March 9, 2017
Brazil's "Grain Railroad" Moving Closer to Reality
The Brazilian Transportation Minister indicated earlier this week that the feasibility studies for a railroad liking Mato Grosso with the Amazon River are in the final stages and that they should be completed in the next few months. He indicated that the bidding process for the construction of what is being called the "Grain Railroad" will be conducted during the second half of 2017. The R$ 12.6 billion project will link the city of Sinop in northern Mato Grosso with the Port of Miritituba on the Tapajos River. From there, the grain would be barged to other ports near the mouth of the Amazon River.
The final route of the railroad has not yet been determined because local authorities in Mato Grosso would like to see the railroad extended further south in the state in order to encompass more grain producing regions.

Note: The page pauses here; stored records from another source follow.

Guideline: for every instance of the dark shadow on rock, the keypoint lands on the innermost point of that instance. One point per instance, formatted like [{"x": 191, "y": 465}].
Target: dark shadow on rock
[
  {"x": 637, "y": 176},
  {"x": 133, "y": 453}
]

The original length of the railroad is calculated at 933 kilometers, but if it is extended to the city of Lucas do Rio Verde, the length would then be 1,100 kilometers.
For the time being, the Grain Railroad will probably only be built until the city of Sinop. It could be extended southward in the future to join with the Ferronorte railroad as it is being constructed northward from southern Mato Grosso. If those two railroads were to connect to each other, there would then be a continuous rail link from the Amazon River to the Port of Santos in southeastern Brazil allowing grain to be shipped out of Mato Grosso in either direction.

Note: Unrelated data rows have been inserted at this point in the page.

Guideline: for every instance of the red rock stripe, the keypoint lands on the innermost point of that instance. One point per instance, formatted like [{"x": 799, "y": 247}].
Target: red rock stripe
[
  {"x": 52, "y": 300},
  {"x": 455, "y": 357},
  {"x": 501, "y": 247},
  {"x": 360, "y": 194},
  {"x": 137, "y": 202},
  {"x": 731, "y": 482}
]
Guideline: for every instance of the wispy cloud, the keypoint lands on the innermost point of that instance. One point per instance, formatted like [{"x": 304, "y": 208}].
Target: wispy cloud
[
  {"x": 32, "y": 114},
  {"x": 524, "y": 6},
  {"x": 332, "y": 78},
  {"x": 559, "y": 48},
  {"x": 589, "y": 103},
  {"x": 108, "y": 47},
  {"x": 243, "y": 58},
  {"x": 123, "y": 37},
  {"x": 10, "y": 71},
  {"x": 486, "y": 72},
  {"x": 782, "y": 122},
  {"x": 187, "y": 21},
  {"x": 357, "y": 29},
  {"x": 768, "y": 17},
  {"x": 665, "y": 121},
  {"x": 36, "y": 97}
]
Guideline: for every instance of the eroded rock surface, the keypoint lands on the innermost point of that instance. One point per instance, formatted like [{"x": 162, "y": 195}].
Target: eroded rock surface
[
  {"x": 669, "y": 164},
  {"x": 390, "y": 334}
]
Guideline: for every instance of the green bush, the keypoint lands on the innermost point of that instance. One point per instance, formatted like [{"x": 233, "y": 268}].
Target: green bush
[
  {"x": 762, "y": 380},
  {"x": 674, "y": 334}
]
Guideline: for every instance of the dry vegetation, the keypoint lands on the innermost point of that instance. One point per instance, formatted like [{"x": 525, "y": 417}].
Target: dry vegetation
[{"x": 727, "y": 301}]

The possibility of a new railroad is coming at a critical time as grain production is increasing but the current infrastructure is inadequate to handle the increase. The inadequate infrastructure was on display recently when highway BR-163 linking Mato Grosso and the Amazon River was essentially blocked for three weeks due to heavy rains that turned the unpaved sections of the highway into a giant impassable mud hole.

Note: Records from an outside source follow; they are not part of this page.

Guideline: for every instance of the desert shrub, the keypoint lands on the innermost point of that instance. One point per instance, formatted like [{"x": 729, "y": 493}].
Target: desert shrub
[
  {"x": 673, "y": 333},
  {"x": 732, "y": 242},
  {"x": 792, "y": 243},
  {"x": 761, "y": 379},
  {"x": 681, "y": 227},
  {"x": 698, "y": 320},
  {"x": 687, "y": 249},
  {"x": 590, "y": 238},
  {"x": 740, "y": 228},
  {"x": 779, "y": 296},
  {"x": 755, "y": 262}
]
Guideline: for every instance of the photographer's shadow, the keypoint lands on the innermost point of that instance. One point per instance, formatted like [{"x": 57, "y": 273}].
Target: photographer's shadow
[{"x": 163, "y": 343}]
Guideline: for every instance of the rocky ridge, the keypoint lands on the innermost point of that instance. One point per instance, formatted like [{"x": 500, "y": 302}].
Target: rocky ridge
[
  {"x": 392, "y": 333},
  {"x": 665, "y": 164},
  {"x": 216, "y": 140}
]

Major grain companies such as Amaggi, ADM, Bunge, Cargill, Dreyfus, and others are keenly interested in the new railroad, but at this point, it is unclear if they will participate in the bidding process to construct the railroad.
It is estimated that by the year 2025, the Port of Miritituba, which is part of what is called the "Northern Arc" of ports in Brazil, will export 35 million tons of grain on a yearly basis. Shipping grain north to the Amazon River instead of south to ports in southern Brazil is expected to reduce transportation costs by 40%.